Dr.luk zor gerçekten.Bazen işten canım sıkılmış,kimsenin bilmediği ama benim işten bildiklerimi akşam eve götürmeden ,sadece kafamda saklamak istediğim zaman, o gün işte canı sıkılmış veya hastasını kaybetmiş bir doktorun, ya da onun çaba gerektiren ama başarılı olmamış bir anında eve nasıl döndüğünü düşünürüm.Ya da en ufak bir algıda neler hatırlayabileceğini..Çok arkadaşım var bu sektörde, bir o kadar zor ama her şartta ve koşulda olaylara farklı bakabilenleri, güven duygusunu verebilenleri sevdim aralarında hep. Hem dr. hem arkadaş olarak.
doktorlara düşman olan, diğer insanları da düşman olmaları için kışkırtan, bu kadar emeğin karşılığı bile olmadığı halde kötü niyetle meblağı abartıp, kazandıklarının haram para olduğunu iddia edenlere itham olunur...
not: uzman doktor maaşı 1.600 TL'dir. ister inanın, ister inanmayın..
ben de aklı selim bir insanın neden doktor olmayı seçebildiğine hayranlıkla karışık şaşkınlıkla yaklaşanlardanım. ve tüm kalbimle "eksik olmasınlar" diyenlerdenim. iyi ki varsınız hayal.. iyi ki bu deli işini seçip, çok çok emek verip hayatlarımızı kurtarıyorsunuz.
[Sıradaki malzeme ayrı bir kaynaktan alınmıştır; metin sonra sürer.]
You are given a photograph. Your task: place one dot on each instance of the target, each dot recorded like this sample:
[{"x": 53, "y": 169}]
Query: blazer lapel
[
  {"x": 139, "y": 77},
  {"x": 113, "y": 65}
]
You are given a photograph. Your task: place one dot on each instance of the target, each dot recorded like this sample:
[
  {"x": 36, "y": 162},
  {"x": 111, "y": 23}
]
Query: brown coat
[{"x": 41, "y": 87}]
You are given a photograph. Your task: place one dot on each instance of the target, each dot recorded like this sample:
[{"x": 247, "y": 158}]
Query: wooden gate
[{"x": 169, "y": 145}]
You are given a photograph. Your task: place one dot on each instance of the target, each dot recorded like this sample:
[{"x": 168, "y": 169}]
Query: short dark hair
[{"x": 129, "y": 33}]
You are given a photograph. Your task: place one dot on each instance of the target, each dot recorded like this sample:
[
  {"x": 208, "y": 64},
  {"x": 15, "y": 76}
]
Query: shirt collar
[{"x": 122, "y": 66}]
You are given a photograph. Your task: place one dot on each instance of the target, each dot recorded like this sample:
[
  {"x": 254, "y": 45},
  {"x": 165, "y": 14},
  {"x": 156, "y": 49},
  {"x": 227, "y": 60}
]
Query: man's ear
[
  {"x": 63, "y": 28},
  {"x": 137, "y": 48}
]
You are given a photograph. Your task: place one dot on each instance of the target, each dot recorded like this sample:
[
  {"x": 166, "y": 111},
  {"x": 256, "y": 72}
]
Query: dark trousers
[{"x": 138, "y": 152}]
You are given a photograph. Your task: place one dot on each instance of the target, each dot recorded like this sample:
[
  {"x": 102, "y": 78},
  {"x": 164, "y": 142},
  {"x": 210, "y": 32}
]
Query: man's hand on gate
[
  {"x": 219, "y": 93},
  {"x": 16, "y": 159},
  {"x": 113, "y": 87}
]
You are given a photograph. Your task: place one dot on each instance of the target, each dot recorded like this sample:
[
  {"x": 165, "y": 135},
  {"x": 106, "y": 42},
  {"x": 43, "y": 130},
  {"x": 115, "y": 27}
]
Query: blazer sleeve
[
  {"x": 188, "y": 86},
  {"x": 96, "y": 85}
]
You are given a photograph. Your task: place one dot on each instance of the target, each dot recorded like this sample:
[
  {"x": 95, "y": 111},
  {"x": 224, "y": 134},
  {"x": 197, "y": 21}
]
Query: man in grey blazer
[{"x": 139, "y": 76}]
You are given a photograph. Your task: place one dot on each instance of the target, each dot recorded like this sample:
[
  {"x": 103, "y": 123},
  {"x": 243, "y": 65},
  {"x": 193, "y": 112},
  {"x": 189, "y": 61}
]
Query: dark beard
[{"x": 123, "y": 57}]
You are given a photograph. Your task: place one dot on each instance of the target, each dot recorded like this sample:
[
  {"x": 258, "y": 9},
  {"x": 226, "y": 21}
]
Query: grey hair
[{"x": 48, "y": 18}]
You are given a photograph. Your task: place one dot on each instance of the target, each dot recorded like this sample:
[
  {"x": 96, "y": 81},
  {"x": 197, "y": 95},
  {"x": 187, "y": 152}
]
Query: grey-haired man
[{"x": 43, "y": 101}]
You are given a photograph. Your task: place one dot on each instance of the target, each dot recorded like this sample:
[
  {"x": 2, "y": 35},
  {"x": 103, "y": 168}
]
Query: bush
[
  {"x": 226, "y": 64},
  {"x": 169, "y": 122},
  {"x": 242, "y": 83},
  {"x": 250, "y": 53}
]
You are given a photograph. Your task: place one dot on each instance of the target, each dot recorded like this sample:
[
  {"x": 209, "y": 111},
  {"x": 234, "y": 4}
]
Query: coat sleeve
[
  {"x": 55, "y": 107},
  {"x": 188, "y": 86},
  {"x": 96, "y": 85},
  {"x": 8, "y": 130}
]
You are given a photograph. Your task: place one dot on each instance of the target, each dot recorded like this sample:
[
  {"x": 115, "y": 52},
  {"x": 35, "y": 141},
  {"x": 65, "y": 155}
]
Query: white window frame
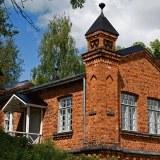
[
  {"x": 65, "y": 115},
  {"x": 7, "y": 121},
  {"x": 129, "y": 112},
  {"x": 154, "y": 116}
]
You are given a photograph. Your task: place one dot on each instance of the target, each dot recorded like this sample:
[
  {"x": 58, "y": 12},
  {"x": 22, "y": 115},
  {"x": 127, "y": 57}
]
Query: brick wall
[
  {"x": 50, "y": 122},
  {"x": 140, "y": 76}
]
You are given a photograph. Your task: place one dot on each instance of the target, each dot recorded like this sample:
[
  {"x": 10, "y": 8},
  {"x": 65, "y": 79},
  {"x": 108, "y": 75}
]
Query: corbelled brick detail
[{"x": 98, "y": 37}]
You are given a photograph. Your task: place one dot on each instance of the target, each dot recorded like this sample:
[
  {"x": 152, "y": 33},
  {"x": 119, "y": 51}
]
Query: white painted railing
[{"x": 33, "y": 138}]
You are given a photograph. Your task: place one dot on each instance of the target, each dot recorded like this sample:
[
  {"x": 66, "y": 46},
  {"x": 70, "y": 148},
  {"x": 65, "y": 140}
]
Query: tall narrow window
[
  {"x": 65, "y": 115},
  {"x": 129, "y": 118},
  {"x": 7, "y": 121},
  {"x": 154, "y": 116}
]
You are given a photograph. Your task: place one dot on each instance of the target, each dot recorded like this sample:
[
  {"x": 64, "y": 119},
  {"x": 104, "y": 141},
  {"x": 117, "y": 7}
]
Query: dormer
[{"x": 101, "y": 34}]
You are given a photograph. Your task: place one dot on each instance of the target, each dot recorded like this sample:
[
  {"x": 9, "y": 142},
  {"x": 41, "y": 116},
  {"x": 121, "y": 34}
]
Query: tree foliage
[
  {"x": 154, "y": 48},
  {"x": 10, "y": 61},
  {"x": 58, "y": 49},
  {"x": 77, "y": 3},
  {"x": 5, "y": 27}
]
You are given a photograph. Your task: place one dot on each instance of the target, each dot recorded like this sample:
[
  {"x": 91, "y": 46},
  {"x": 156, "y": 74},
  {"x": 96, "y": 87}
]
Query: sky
[{"x": 134, "y": 20}]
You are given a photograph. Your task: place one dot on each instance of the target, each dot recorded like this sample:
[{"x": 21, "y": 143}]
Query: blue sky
[{"x": 134, "y": 21}]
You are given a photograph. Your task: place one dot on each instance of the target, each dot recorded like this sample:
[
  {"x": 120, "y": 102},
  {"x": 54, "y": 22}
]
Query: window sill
[
  {"x": 63, "y": 135},
  {"x": 139, "y": 135}
]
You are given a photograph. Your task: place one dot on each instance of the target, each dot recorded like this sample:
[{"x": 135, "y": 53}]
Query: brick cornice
[
  {"x": 139, "y": 55},
  {"x": 139, "y": 135},
  {"x": 101, "y": 55},
  {"x": 100, "y": 33}
]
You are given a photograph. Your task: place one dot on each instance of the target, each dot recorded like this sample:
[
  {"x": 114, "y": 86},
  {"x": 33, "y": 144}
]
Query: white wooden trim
[
  {"x": 35, "y": 105},
  {"x": 11, "y": 99},
  {"x": 27, "y": 119},
  {"x": 41, "y": 123},
  {"x": 24, "y": 121},
  {"x": 11, "y": 122}
]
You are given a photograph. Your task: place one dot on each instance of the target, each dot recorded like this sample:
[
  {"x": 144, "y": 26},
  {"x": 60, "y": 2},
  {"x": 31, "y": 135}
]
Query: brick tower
[{"x": 102, "y": 102}]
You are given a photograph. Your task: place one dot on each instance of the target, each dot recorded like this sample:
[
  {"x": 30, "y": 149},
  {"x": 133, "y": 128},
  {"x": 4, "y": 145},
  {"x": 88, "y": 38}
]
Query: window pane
[
  {"x": 128, "y": 112},
  {"x": 65, "y": 114}
]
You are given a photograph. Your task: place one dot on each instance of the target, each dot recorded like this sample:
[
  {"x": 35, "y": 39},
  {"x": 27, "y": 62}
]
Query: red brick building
[{"x": 112, "y": 110}]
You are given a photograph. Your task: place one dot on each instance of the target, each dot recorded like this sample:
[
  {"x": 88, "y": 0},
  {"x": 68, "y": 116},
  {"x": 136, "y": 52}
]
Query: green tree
[
  {"x": 5, "y": 27},
  {"x": 155, "y": 47},
  {"x": 10, "y": 62},
  {"x": 77, "y": 3},
  {"x": 58, "y": 49},
  {"x": 119, "y": 48}
]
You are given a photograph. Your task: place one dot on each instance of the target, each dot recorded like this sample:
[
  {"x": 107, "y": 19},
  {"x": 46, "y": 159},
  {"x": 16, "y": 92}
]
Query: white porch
[{"x": 30, "y": 116}]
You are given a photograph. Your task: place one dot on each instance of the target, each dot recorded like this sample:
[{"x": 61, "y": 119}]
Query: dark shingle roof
[
  {"x": 31, "y": 99},
  {"x": 103, "y": 24},
  {"x": 130, "y": 50},
  {"x": 18, "y": 84}
]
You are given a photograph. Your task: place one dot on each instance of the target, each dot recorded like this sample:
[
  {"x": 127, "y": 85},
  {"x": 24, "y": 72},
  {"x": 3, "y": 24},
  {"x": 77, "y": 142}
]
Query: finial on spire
[{"x": 101, "y": 5}]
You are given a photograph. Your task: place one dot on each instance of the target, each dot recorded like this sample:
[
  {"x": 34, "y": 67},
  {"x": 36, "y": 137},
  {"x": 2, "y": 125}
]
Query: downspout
[{"x": 84, "y": 110}]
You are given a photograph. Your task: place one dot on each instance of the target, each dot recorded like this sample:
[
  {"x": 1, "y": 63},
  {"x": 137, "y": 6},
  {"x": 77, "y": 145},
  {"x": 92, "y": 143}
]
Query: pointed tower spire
[
  {"x": 101, "y": 34},
  {"x": 102, "y": 5}
]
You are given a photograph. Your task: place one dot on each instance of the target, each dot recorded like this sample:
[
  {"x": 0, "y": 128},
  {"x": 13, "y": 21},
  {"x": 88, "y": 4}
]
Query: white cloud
[{"x": 134, "y": 20}]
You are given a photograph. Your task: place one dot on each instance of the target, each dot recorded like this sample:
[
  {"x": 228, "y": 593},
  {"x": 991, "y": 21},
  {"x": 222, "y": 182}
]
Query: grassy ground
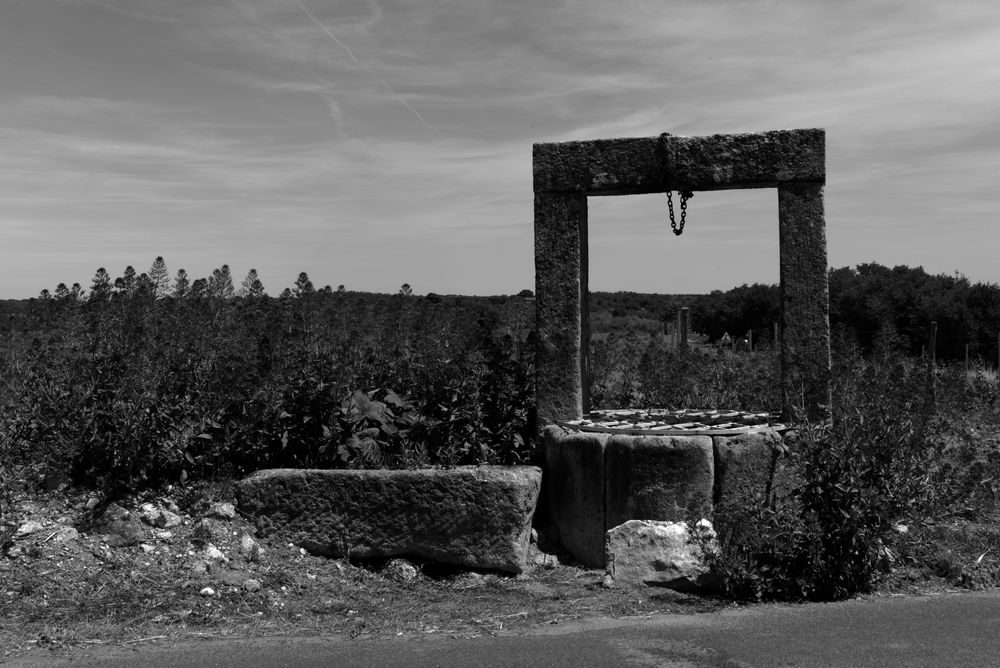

yazınızı okudukça yogun bakımda çalıştığım zamanlar geçti gözümün önünden:) nöbet sonu dışarı çıktığım zaman kendimi köstebek gibi hissederdim.Bir zaman sonra hastanede yaşam çok olağan çok normal gelmeye başlar.Aslında her şey bir parçanız olur.Bazı arkadaşlar var mesela izin günü bile ille bir uğrar:) Uğramasa görmese eksik hissedecek kesin :)
Doktorlugun , secilmis insanlarin , ozel insanlarin meslegi olduguna inanirim ben . Doktorlarin , hem mental hem fiziksel zorluklarla basedebilen insanlar oldugunu da bilirim . Uzmanligi almak icin katlanilanlar da cabasi . Tum bu zorluklara ragmen keyiflisiniz , pozitif enerjiniz var . Mesleginizle de, blogunuzla da eksik olmayin . Iyi ki varsiniz . Keyfiniz ve enerjiniz eksik olmasin .
Sevgiler
Şenay, bak şimdi gözlerim doldu.. Yahu bu baba şeyleri bana çok dokunuyor artık
Berfin, aslında hastane dışında pek yaşayabildiğimiz söylenemez, düşünecek çok bişey yok yani :) Bir arkadaş hesaplamıştı, nöbetlerle falan yılın çoğu hastanede geçiyor diye…
Asortik, ne güzel yazmışsın… Genelde de dr.lar pek sevilmez aslında
Berna, hakkaten di mi, benimki henüz o kadar da değil, asistanım malum :)
Hülya, beni merak ediyorsan neden seçtiğimi bilmiyorum hiç sorgulamadım. Aslında başka bir meslek seçmeyi hiç düşünmedim de diyebilirim. Bir kez mimar olsam demiştim (o da Mimar Sinan Ünv. Özendiğimden) iyi ki olmamışım bu yeteneksizlikle :) Ama ben kendimi bildim bileli dr olucam dedim. Çoğu da böyledir herhalde
Fazi, haklısın aynı duygu bende de oluyor.. Bi de doğumhane – ameliyathanede çalışırken ne giyinmek istersin (nasılsa formayla çalışılıyor) ne makyaj yapmak (tüm gün ameliyat maskesi takıyorsun sadece gözlerin açık) ne de saçını taramak istersin (bonenin içinde hem görülmüyor hem de yapış yapış oluyor).. E bi süre sonra da köstebek gibi oluyorsun hakkaten
Shade and love, seçilmişl olsam keşke o ne güzel bir tanımlama :) Teşekkür ederim ne güzel şeyler yazmışsın
Ben de 30'umdan sonra hep 'keşke doktor olsaymışım' diyip duruyorum.
Daha faydalı olunamaz zaten şu hayata.